The Penalty
II

 

Wilmot buttoned his coat over fifteen one-thousand-dollar bills. Only supreme necessity could have persuaded him to take them, since, although he had not put his name to a paper of any kind, he felt a little as if he had sold himself to the devil. But Blizzard had shown him no deviltry; only kindness and a certain whimsicality of speech and a point of view that was engaging.

The transaction finished, Wilmot was for leaving, but being under obligation to the legless man was at pains not to be abrupt. He lingered then a little, and they talked.

"The first time we met," said the beggar, "you were roller-skating with a pretty child. She was so pretty that I asked you her name. And I have never forgotten it."

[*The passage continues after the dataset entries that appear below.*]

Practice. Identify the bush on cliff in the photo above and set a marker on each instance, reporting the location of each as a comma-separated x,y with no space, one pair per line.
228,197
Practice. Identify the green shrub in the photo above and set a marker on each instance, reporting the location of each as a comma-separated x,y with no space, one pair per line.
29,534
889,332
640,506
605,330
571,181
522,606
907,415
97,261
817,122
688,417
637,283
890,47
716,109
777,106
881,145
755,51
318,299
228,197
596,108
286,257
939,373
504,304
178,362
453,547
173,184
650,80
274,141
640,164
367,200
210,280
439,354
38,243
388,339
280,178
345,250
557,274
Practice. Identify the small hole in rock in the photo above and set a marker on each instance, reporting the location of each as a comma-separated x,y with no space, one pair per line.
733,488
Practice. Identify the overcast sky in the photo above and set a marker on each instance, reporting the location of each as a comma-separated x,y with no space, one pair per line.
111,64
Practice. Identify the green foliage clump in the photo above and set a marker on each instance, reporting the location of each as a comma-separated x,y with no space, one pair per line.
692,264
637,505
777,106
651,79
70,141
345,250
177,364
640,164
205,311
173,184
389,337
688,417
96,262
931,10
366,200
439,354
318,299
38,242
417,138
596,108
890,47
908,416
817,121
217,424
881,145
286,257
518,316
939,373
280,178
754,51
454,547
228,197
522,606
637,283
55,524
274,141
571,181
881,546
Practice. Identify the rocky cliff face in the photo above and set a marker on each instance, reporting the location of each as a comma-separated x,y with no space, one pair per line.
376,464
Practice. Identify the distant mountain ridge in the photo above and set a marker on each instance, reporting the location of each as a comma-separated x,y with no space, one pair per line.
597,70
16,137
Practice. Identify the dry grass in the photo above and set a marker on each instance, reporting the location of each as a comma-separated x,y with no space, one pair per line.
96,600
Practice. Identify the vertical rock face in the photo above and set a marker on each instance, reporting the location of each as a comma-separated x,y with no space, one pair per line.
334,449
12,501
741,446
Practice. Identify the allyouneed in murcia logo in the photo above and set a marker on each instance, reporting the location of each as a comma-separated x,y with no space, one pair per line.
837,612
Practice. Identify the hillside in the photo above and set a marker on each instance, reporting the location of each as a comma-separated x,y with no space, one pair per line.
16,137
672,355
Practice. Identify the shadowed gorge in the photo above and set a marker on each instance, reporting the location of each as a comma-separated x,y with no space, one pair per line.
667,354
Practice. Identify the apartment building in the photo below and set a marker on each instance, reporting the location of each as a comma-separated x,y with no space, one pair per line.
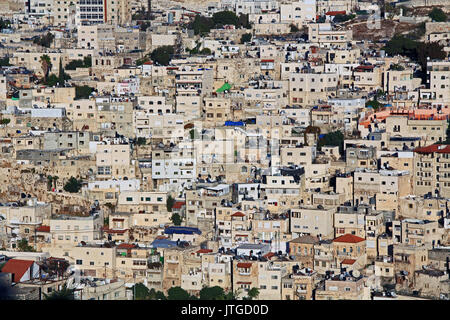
430,166
313,221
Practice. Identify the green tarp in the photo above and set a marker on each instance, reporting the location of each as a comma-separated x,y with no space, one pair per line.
226,86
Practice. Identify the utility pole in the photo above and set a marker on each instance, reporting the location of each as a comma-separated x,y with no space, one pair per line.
149,11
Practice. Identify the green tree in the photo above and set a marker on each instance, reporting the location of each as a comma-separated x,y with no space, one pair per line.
438,15
335,138
23,246
212,293
63,294
83,92
253,293
432,50
177,293
246,37
162,55
176,219
169,203
73,185
141,292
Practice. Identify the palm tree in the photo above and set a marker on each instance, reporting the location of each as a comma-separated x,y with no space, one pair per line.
46,65
49,183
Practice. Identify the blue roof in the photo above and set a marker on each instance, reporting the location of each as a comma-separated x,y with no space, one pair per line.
181,230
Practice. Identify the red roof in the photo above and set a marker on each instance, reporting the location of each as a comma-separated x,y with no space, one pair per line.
17,267
348,261
43,229
244,265
238,214
334,13
204,251
435,148
349,238
126,246
178,204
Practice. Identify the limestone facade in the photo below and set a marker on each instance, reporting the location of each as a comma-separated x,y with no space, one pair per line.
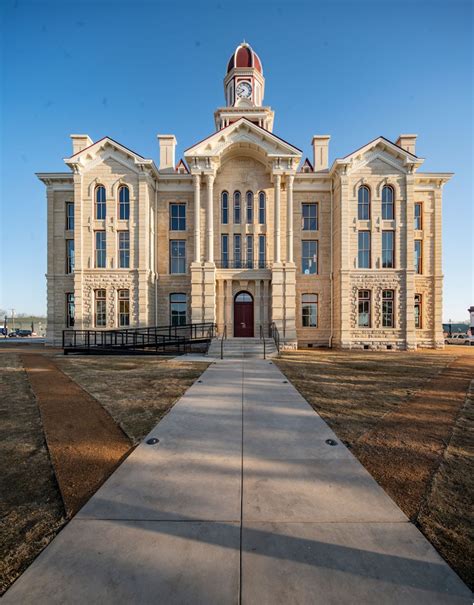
244,213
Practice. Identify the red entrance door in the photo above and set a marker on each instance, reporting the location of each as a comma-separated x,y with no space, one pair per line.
243,315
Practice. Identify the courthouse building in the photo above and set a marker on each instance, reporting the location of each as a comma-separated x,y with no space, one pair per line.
244,231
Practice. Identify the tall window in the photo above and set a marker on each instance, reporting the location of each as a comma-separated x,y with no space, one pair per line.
387,203
100,252
249,251
178,217
261,207
224,208
178,309
418,311
309,257
237,251
237,208
100,208
309,310
262,254
249,207
363,205
418,225
70,310
100,308
225,251
388,250
387,308
363,260
69,256
418,260
310,217
124,307
70,216
124,203
364,309
124,249
177,256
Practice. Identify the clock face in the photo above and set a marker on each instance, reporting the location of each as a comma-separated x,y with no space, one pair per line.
244,89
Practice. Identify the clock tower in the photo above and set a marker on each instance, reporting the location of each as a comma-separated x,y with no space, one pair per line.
244,87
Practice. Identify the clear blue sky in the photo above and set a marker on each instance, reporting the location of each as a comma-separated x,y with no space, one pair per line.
130,70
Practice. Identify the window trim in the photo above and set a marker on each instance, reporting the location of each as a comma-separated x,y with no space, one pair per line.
392,203
171,257
362,205
125,204
178,205
315,303
362,250
367,299
98,203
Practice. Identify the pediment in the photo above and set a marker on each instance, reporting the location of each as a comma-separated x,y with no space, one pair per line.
242,132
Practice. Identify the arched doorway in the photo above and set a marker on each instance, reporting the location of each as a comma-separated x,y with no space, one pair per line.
243,314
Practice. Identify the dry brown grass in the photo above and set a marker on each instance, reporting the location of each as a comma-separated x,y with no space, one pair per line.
136,391
410,421
31,508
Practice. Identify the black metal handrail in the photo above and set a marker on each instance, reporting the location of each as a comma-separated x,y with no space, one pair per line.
131,339
262,335
224,337
242,264
275,335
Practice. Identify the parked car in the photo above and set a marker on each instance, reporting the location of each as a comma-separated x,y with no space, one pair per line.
460,339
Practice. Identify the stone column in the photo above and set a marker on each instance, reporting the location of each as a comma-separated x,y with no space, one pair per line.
289,218
276,226
197,218
210,218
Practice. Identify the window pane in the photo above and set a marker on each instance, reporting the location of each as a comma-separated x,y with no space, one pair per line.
309,217
178,309
249,207
100,251
225,208
177,256
261,207
178,217
309,259
364,250
363,206
237,208
387,203
124,203
388,261
100,206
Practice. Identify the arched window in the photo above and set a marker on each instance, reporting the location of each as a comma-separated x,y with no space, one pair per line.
224,208
100,202
387,203
261,207
249,207
237,208
124,203
363,206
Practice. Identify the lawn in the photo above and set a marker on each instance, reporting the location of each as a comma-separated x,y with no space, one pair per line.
408,417
135,391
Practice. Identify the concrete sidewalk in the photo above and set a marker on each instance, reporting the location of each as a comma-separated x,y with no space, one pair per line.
241,500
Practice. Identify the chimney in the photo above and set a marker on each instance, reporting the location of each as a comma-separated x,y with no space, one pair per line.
167,143
320,152
407,142
80,142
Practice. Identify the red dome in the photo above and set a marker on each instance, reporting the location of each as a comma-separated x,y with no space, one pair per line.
244,56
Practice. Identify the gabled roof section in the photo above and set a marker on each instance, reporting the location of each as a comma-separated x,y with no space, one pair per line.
242,131
181,167
91,153
306,166
401,158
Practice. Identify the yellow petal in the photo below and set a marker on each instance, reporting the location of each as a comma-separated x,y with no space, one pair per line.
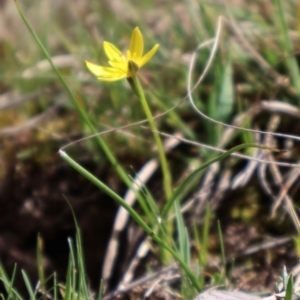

He did not add that he had watched that pretty child's goings and comings for many years; that he had lain in wait to see her pass; that he had bribed servants in her father's house to give him news of her: and that the day approached when, fearing neither man nor God, he proposed that she should disappear from the world that knew her, and go down into the infamous depths of that vengeance which had been the key-note of his life. Nor did he add that there were but two contingencies which he felt might thwart his plans: her marriage to Wilmot Allen, or his own untimely death. And he feared the latter but little. The former, however, had at times seemed imminent to those who spied upon the daily life of the heiress for him, and in lending money to Wilmot he was taking a first step toward making it impossible. For Barbara herself Blizzard had at this time no more feeling than for a pawn upon a chess-board. It pleased his sense of fitness to know she was beautiful; and to be told that she was like sunshine in her father's house.

"What has become of her?" he said.

"Of Miss Ferris?" Wilmot did not care to discuss her with a stranger. But unfortunately there were fifteen thousand dollars of the stranger's money in his inside pocket. "She became a great favorite in society," he said, "and then dropped out to study art."

"Painting?" The legless man knew perfectly well, but it suited him to make inquiries. "Music?"

"Sculpture," said Wilmot shortly.

"Is she succeeding?"

"She works very hard, and she has talent."